To investigate whether targeting PLK1 silk/threonine kinase could effectively inhibit replication and proliferation of ebola genome, two PLK1 inhibitors GSK461364 and SBE13HCl were used in the present application, seven groups of different concentrations of drug treated HEK293 cells were set in 96-well plates for detection of cytotoxicity, and then each group of cell viability was detected using CCK8 kit, and experimental results showed that when SBE13HCl drug working concentration was below 50 μm (fig. 1A), GSK461364 drug working concentration was below 50nM with little cytotoxicity (fig. 1B). Subsequently, the inhibition of viral inclusion body formation after PLK1 was detected by immunofluorescence in the ebola minimal genome system, and a significant decrease in ebola inclusion body numbers was found after treatment with 50nMGSK461364 and 50 μmsbe13HCl compared to DMSO-added control (fig. 2A), and statistics were randomly performed on 20 cells in the field of view, as shown in the results (fig. 2B). To investigate whether targeting PLK1 regulates ebola virus replication and proliferation, the effect of PLK1siRNA and PLK1 inhibitors (GSK 461364, SBE13 HCl) on ebola virus replication and proliferation was subsequently evaluated in the ebola minimal genome system, and the results showed a significant decrease in intracellular ebola virus replication and proliferation levels, whether treated with PLK1siRNA or inhibitors (fig. 3).

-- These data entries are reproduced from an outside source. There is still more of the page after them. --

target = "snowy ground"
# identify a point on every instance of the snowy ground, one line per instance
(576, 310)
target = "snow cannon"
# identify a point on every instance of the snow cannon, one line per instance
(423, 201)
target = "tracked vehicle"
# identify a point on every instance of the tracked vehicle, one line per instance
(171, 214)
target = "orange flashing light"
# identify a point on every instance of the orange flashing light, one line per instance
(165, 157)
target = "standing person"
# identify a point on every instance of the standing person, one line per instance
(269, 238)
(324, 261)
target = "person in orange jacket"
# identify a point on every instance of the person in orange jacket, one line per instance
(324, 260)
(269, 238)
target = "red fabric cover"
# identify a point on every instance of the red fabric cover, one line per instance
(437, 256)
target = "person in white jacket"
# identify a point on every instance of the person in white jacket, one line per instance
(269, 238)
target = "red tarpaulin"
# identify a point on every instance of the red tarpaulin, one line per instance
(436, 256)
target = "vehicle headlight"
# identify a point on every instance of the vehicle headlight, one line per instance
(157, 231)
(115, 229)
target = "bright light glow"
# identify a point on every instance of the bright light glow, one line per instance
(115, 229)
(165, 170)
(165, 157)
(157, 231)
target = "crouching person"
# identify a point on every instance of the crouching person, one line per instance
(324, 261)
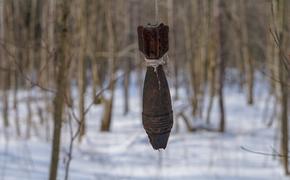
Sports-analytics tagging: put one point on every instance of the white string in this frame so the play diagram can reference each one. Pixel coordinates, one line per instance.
(154, 63)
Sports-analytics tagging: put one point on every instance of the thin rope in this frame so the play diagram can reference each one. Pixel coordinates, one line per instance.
(155, 63)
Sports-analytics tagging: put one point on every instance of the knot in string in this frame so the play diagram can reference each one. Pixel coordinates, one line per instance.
(155, 62)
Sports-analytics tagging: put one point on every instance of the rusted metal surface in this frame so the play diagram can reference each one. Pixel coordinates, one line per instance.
(157, 116)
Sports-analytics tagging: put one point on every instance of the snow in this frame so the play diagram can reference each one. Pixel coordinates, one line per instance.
(125, 153)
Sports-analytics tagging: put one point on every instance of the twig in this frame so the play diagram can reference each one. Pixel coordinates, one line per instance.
(263, 153)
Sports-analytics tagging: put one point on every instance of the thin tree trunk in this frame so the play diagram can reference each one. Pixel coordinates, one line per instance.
(59, 99)
(249, 69)
(107, 116)
(82, 27)
(222, 49)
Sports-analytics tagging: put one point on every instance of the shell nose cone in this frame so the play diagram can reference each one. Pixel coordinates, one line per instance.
(159, 141)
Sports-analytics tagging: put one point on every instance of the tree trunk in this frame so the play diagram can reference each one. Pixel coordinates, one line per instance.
(59, 99)
(222, 49)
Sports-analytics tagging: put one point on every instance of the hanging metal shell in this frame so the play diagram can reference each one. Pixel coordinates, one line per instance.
(157, 116)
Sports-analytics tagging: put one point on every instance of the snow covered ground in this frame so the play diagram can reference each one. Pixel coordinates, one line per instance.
(125, 152)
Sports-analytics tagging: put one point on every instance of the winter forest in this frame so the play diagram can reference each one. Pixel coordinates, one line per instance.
(144, 90)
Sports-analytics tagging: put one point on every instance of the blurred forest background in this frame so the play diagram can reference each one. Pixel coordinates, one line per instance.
(59, 59)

In summary, the beneficial effects of the invention are as follows:

after being treated by PLK1siRNA and inhibitor, the invention verifies and discovers that the formation of the ebola virus inclusion body is obviously reduced, the virus proliferation is also obviously inhibited, and a general treatment strategy targeting PLK1 and a signal path thereof is provided for patients infected by the ebola virus. The research result of the invention shows that inhibiting host serine/threonine kinase PLK1 can obviously reduce the inclusion body formation of the ebola virus, effectively inhibit the proliferation of the ebola virus in cells, and PLK1 is expected to become a potential therapeutic target for ebola virus infection.

Drawings

FIG. 1, determination of GSK461364 and SBE13HCL cytotoxicity using CCK8 method;

FIG. 2, detection of the effect of GSK461364 and SBE13HCL on ebola virus inclusion body formation using immunofluorescence;

FIG. 3, evaluation of PLK1siRNA, GSK461364, and SBE13HCL effect on ebola virus replication and proliferation using ebola minimal genome.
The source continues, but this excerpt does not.